Rule 2: After the employee makes the request, the employer must choose from among three options:

  • grant the request and delay questioning until the union representative arrives and (prior to the interview continuing) the representative has a chance to consult privately with the employee;

  • deny the request and end the interview immediately; or

  • give the employee a clear choice between having the interview without representation, or ending the interview.

Rule 3: If the employer denies the request for union representation, and continues to ask questions, it commits an unfair labor practice and the employee has a right to refuse to answer. The employer may not discipline the employee for such a refusal.

This video provides a brief description and example of a Weingarten meeting.

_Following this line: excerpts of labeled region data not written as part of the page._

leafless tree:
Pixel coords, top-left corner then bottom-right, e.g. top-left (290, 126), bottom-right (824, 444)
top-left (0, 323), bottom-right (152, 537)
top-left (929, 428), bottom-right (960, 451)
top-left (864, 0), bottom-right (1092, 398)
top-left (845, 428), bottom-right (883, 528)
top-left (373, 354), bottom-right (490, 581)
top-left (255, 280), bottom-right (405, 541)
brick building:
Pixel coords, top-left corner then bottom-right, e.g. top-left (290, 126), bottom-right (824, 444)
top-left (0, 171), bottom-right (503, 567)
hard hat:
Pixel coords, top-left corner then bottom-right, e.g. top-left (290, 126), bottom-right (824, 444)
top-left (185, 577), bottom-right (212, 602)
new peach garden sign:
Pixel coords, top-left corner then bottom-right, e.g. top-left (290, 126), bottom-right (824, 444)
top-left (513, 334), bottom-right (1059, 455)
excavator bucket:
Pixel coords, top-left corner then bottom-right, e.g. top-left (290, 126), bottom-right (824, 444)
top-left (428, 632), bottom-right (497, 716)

WIll the Union be more transparent with members and pilots than it was around the strike?

It is the intention of the Union to be completely transparent and honest with its members and represented pilots.  The Union invites participation, input, and feedback and will endeavor to be forthcoming and responsive to your questions and concerns.

Will any of my union dues go to political parties or other entities I may not agree with?

No, the OPEIU does have a PAC. However, all contributions are strictly voluntary. It is illegal for dues money to be contributed towards political causes. OPEIU contributions go towards defending working family issues regardless of party affiliation.

Can I discuss union activity at my base?

Yes, the law states that you can engage in union activity during non-work times and in non-work areas. However, it is also permissible to discuss union issues in an atmosphere where you typically would talk about other non-work related things, such as in the pilot lounge, as long as you do not disrupt any work-related activity.